The exotic dancers who have been picketing outside the Star Garden Topless Dive Bar in North Hollywood for the last three months demanding better work conditions are taking the next step: unionizing.
The labor conflict began in March when two dancers were allegedly fired for raising the issue of safety in the club. After 19 out the 24 remaining dancers signed a petition asking for safety and other improvements to the club, the club owners locked them out, the dancers say, and they’ve been on strike since March 18.
As LAist reports, the Star Garden dancers voted to unionize with the aid of nonprofit group Strippers United. The group was started by Antonia Crane—a writer who just published an autobiography about her time working as a dancer, called Spent—to address unjust workplace practices in the flesh industry.
Crane and others formed the first union for exotic dancers in the United States back in the late ’90s at the Lusty Lady peep show in San Francisco. The Lusty Lady closed its doors in 2013, however, when it could no longer make the rent, and there is currently no union for strippers in the U.S.
What the Star Garden dancers are doing is “incredibly inspiring,” Crane told LAist.
“I hope that strippers everywhere come to the picket line, and take their place at the table… we are a powerful organizing force, and we do care for one another, and we’re not disposable.”
Among the improvements that the dancers are advocating for are safety improvements and better pay—management was taking half the money they earned from lap dances, the performers contend.
A man named Juan is a big supporter. Showing up to one of the costume-themed pickets, he said, “I’m hoping they get everything that they’re fighting for. Sex work is work.
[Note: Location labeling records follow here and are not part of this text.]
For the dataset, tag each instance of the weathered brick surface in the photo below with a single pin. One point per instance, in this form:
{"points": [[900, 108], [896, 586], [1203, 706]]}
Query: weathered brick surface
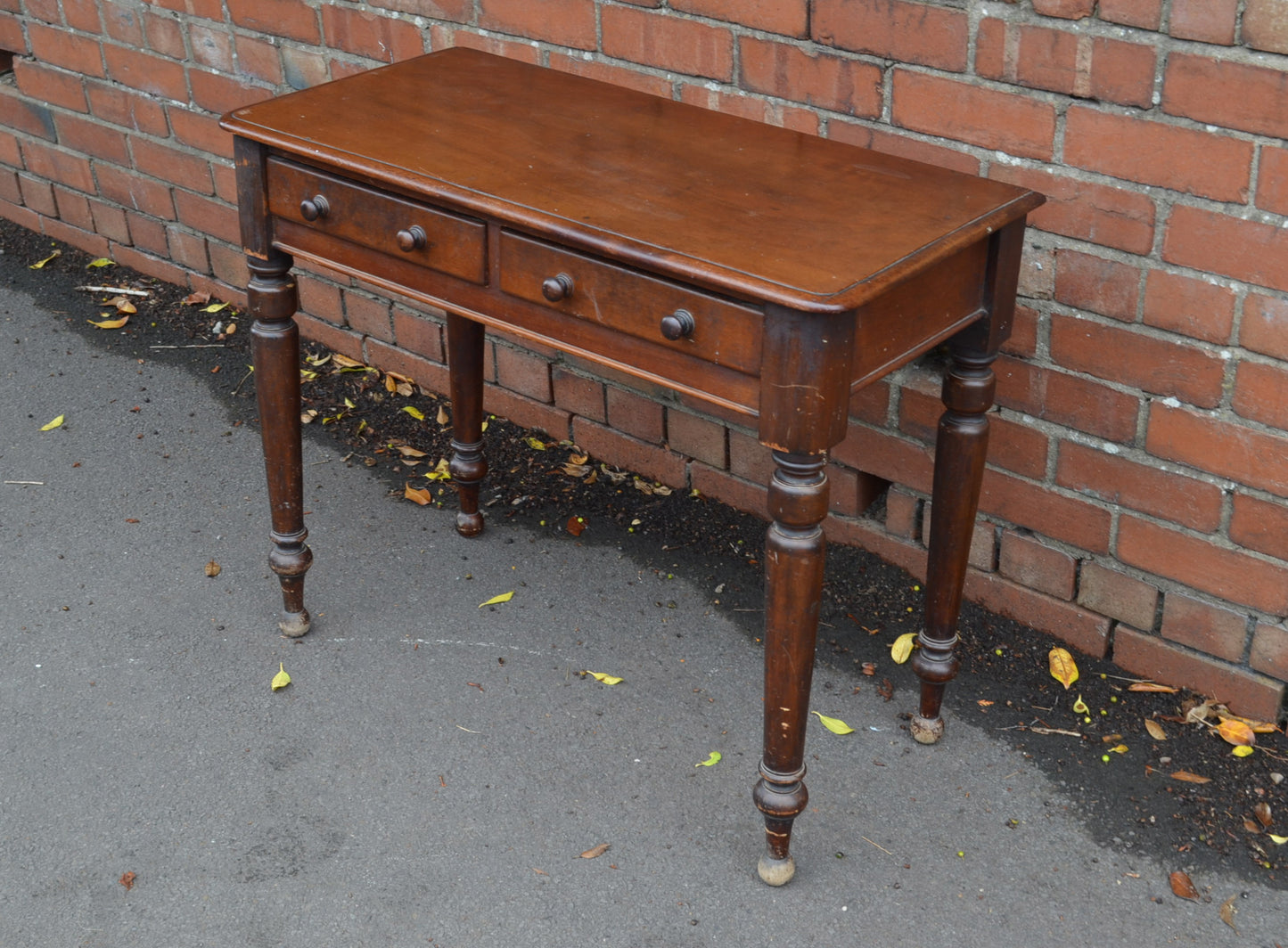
{"points": [[1143, 393]]}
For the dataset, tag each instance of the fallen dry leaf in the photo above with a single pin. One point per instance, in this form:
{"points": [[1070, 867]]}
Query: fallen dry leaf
{"points": [[1183, 887]]}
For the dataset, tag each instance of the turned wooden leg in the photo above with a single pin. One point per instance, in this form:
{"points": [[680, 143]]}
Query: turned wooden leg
{"points": [[468, 464], [275, 350], [960, 451], [793, 583]]}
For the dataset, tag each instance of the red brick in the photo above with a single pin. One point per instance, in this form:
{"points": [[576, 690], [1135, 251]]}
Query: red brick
{"points": [[1246, 693], [135, 191], [1154, 364], [1195, 562], [903, 146], [1117, 595], [825, 81], [1206, 20], [1261, 526], [1144, 13], [1190, 306], [521, 372], [1097, 285], [698, 438], [146, 72], [1122, 482], [1024, 503], [373, 35], [666, 43], [217, 93], [1037, 566], [122, 23], [211, 46], [1270, 650], [1220, 447], [1265, 25], [1233, 95], [60, 167], [567, 22], [37, 195], [165, 35], [1186, 159], [628, 453], [127, 109], [1067, 9], [1073, 625], [783, 17], [1206, 627], [295, 20], [607, 72], [1096, 213], [578, 395], [1265, 326], [95, 139], [1242, 249], [259, 60], [965, 112], [21, 115], [1065, 399], [51, 86], [895, 29], [200, 130]]}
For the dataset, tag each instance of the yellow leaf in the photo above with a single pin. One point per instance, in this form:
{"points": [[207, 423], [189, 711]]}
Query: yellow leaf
{"points": [[835, 724], [110, 323], [417, 494], [1062, 667], [41, 263], [902, 647], [1235, 731]]}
They should have the rights that everyone has.”
Still, the dancers say, plenty of men are continue going into the club, where scab dancers are keeping the money coming in.
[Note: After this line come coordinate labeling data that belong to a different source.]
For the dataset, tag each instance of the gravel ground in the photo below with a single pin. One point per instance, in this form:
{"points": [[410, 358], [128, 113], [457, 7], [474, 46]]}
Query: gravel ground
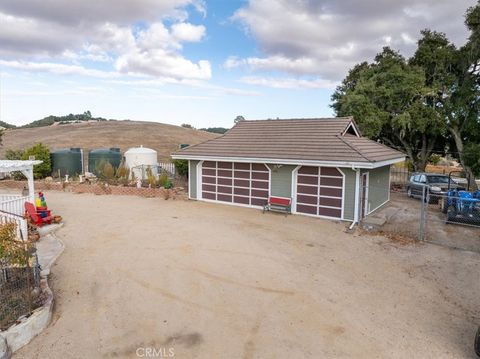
{"points": [[201, 280]]}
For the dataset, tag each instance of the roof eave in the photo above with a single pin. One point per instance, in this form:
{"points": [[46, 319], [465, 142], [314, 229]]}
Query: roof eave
{"points": [[347, 164]]}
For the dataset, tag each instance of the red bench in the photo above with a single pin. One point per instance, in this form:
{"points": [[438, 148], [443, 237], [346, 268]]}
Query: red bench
{"points": [[39, 216], [278, 204]]}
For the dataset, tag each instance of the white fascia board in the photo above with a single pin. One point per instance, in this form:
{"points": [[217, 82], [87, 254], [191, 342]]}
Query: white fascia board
{"points": [[349, 164]]}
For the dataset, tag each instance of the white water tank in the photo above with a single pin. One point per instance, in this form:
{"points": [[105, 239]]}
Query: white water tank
{"points": [[138, 159]]}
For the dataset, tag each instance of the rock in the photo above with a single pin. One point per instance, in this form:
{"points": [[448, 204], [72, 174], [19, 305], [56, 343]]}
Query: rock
{"points": [[5, 352]]}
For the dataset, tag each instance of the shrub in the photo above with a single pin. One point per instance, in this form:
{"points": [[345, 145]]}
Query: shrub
{"points": [[123, 174], [152, 180], [12, 250], [181, 166], [106, 172], [42, 153], [15, 155], [434, 159], [163, 179]]}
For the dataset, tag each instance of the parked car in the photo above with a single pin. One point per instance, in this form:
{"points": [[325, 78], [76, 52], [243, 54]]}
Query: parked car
{"points": [[436, 184]]}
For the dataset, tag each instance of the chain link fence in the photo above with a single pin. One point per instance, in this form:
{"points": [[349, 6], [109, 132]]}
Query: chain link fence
{"points": [[446, 214], [19, 276]]}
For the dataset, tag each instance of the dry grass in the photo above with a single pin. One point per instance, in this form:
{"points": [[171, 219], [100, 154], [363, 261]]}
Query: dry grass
{"points": [[124, 134]]}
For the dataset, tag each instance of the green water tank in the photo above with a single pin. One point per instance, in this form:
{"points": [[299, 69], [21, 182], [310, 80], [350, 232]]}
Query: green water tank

The dancers want the club to voluntarily recognize the union, rather than have to go through a long and onerous National Labor Boards election, which could potentially tie up progress for years.
Reagan, one of the original fired dancers who started the conflict that turned into a labor solidarity action, said, “We’re going to be in full force to get this done and to get our demands met.”
The dancers have filed unfair labor practice charges with the National Labor Relations Board as well as Cal/OSHA.